Diagnosed with lung cancer, Morhaf Al Achkar is living with purpose

In 2016, Dr. Morhaf Al Achkar was in a unique position. As a primary care physician (PCP) at University of Washington Medicine, he knew he needed to act quickly when he started experiencing ongoing and worsening shortness of breath. An X-ray showed that his lungs were full of fluid, and a pathology report confirmed what he had already started to suspect: lung cancer. Within a month of his diagnosis, he was taking a targeted oral treatment, an option he was eligible for due to the ALK (Anaplastic Lymphoma Kinase) gene found during his initial testing.  

Morhaf Al Achkar

Shortly after his diagnosis, Al Achkar flew to Florida to visit friends. “The idea was that this was my last trip,” he says. “You go to say ‘goodbye’ to people, but it became harder to live with that mindset.” 

Fortunately for Al Achkar, he has responded well to his treatment plan, which is guided by his oncologist, Dr.

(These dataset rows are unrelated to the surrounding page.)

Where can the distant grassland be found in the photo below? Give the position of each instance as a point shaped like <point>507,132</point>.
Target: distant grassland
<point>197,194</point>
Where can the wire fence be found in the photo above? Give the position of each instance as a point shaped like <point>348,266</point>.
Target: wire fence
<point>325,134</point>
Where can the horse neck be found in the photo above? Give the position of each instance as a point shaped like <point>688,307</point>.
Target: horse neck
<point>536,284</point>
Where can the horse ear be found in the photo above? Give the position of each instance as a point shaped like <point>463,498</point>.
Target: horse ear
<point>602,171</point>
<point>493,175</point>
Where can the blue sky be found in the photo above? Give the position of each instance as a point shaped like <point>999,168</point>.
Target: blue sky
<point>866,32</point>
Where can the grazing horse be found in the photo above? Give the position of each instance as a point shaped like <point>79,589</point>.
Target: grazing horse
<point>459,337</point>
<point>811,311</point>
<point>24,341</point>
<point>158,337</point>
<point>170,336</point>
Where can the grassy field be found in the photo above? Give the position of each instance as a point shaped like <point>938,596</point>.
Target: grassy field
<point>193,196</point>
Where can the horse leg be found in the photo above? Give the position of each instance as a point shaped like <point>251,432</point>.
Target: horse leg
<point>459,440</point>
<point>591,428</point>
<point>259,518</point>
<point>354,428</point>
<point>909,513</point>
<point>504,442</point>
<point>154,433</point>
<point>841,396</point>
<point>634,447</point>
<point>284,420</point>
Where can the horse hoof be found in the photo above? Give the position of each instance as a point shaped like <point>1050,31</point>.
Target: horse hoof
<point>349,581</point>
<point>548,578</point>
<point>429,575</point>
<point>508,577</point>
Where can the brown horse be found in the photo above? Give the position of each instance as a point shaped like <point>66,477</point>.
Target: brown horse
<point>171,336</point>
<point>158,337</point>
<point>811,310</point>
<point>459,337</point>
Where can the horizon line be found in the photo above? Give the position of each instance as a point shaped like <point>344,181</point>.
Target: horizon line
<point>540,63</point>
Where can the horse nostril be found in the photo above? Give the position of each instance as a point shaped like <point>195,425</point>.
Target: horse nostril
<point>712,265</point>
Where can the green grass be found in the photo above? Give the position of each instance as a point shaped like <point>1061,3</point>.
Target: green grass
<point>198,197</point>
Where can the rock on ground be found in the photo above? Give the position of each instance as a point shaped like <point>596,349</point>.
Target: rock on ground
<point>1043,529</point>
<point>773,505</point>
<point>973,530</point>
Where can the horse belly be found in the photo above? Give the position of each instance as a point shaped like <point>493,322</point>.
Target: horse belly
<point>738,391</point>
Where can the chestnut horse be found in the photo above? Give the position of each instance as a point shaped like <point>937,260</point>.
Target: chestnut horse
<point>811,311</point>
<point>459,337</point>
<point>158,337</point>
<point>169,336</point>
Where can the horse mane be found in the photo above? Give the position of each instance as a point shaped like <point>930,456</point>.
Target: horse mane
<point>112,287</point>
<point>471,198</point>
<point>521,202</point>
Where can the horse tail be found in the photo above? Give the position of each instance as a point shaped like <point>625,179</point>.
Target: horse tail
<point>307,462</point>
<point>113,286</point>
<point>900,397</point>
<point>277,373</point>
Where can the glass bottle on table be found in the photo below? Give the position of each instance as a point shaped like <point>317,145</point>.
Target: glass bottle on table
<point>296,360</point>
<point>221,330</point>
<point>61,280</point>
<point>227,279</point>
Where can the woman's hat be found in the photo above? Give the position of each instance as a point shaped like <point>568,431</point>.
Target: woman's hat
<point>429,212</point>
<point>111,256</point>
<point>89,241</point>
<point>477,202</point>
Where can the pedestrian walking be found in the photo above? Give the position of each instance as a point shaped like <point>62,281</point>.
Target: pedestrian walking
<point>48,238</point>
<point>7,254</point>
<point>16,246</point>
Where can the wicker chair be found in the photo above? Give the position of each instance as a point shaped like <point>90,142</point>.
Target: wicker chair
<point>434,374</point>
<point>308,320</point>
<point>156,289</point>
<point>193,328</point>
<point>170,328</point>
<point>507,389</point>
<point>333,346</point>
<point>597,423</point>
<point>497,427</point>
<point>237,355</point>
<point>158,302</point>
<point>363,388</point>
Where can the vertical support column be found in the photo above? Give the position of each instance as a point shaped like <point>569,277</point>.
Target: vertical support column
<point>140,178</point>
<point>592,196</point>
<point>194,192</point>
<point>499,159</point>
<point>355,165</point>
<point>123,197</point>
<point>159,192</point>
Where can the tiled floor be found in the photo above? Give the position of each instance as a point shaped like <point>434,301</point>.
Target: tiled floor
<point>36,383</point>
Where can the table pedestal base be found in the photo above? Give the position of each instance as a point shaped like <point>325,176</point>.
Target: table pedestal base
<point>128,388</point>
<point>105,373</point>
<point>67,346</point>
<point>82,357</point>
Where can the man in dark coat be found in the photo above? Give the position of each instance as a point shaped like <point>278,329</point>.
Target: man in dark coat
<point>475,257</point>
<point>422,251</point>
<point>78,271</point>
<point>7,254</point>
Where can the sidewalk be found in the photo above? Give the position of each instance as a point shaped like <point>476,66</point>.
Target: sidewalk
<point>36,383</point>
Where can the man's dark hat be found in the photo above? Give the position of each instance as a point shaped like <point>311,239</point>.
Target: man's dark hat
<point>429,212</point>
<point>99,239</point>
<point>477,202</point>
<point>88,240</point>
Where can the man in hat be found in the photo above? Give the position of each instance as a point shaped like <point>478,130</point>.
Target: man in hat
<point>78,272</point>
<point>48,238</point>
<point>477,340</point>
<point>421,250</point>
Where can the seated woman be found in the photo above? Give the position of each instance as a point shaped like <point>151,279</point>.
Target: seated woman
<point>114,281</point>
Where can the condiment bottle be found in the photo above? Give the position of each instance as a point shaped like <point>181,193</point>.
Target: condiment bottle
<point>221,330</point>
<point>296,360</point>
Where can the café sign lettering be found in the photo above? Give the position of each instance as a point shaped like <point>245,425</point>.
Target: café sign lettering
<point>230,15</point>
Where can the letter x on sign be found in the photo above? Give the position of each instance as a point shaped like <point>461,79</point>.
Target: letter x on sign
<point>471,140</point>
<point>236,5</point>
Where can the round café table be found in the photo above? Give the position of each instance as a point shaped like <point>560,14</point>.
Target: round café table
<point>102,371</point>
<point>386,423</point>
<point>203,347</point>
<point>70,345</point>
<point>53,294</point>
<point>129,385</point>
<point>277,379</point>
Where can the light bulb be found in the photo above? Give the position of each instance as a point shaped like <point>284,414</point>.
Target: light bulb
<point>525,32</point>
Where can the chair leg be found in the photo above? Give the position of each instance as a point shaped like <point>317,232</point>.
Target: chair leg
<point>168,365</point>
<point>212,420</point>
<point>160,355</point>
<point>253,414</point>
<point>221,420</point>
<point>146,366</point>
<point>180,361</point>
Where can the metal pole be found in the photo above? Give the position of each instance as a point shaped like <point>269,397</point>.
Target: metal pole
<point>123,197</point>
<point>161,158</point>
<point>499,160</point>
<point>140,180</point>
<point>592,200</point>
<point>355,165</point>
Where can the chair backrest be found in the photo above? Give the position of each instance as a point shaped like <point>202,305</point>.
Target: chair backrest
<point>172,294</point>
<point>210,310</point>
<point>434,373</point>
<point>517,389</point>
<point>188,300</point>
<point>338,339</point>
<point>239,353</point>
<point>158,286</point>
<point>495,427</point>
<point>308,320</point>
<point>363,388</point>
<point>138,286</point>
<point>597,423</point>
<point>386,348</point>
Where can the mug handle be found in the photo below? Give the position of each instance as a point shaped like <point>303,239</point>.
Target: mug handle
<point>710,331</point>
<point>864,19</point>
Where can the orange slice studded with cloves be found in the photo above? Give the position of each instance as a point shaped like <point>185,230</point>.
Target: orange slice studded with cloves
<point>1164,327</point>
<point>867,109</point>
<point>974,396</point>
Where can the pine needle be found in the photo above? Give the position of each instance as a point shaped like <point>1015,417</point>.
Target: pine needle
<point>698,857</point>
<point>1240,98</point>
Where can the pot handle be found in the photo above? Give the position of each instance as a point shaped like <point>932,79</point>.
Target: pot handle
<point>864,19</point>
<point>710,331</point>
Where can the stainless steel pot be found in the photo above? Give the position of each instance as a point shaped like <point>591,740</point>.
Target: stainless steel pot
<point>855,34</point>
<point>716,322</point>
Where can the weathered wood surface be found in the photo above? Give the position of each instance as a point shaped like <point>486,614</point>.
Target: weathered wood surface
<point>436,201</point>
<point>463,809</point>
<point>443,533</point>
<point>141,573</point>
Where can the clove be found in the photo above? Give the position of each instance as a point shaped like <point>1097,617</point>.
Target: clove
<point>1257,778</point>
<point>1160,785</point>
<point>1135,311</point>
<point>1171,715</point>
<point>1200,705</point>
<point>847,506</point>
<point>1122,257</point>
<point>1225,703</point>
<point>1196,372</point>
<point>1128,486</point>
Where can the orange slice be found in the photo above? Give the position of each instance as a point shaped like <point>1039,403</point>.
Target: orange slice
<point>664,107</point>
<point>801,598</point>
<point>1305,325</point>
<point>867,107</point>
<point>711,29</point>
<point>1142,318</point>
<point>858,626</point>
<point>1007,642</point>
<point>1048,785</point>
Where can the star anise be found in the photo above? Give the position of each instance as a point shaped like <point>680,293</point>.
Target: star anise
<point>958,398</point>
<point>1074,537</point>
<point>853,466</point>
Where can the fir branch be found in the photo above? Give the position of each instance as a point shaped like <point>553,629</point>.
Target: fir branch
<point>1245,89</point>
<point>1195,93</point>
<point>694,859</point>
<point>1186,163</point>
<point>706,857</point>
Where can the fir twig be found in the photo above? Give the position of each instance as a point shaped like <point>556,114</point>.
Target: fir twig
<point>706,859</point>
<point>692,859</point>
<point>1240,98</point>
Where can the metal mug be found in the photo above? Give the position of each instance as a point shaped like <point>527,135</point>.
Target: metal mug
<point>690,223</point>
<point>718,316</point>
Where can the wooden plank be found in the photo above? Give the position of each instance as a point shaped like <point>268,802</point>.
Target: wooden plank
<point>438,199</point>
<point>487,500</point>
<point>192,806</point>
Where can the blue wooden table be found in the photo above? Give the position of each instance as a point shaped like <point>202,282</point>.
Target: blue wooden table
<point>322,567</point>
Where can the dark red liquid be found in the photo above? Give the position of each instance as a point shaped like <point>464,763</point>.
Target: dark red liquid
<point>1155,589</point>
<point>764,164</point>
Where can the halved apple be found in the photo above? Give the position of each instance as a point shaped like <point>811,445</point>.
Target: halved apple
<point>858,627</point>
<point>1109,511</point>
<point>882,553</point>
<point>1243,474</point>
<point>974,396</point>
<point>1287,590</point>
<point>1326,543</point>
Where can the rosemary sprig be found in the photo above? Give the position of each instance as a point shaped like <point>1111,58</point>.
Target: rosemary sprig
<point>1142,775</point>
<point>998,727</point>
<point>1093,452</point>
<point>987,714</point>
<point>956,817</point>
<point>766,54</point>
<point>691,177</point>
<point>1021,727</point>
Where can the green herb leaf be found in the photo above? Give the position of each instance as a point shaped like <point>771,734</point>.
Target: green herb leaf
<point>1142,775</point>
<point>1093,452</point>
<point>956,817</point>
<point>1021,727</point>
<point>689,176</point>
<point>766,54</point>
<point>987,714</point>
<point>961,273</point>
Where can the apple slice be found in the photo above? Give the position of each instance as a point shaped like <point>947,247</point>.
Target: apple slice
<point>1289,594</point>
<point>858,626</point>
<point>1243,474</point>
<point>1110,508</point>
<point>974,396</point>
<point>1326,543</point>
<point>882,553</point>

Christina Baik. Having surpassed his expected survivorship, the five years since his diagnosis have shaped the way Al Achkar approaches his life and his work. 

Al Achkar, a family physician and UW faculty in the Department of Family Medicine, is committed to helping others who are dealing with a life-changing diagnosis, especially those who have less access to care. He credits his background as a medical provider and his own personal circumstances with enabling him to be a strong advocate for his own treatment. His goal is to make sure everyone can access that same level of care. “I see others with less privilege who are struggling to survive—or even struggling to have the opportunity to survive—and that’s intolerable,” he says. “Morally it is wrong. It is frustrating that surviving lung cancer is a privilege.”  

Part of Al Achkar’s work led to Project RADICAL (Racial Disparity in Cancer of the Lung). He, along with other patients, caregivers, health care providers, advocates and researchers, started this group focused on finding a path toward health care equity. He has identified multiple barriers to equitable care, including seeing a primary care doctor, taking time off work for appointments and having comprehensive insurance that covers screenings and specialist visits. Project RADICAL works to understand and overcome these and other racial disparities in health and cancer care through patient experience research, broad-based awareness and community-building through webinars, and hopefully in-person events in the future.  

From both a personal and professional perspective, Al Achkar emphasizes the value of preventive care and talking with your primary care provider about any symptoms you're experiencing. “You don’t have to be a smoker to get lung cancer,” he says. “It’s not just the elderly; I was 33. It’s not just men; women can get it, and any race can get it. Any person with a lung can get lung cancer. When you have vague and ongoing symptoms, you need to get ahold of your provider.”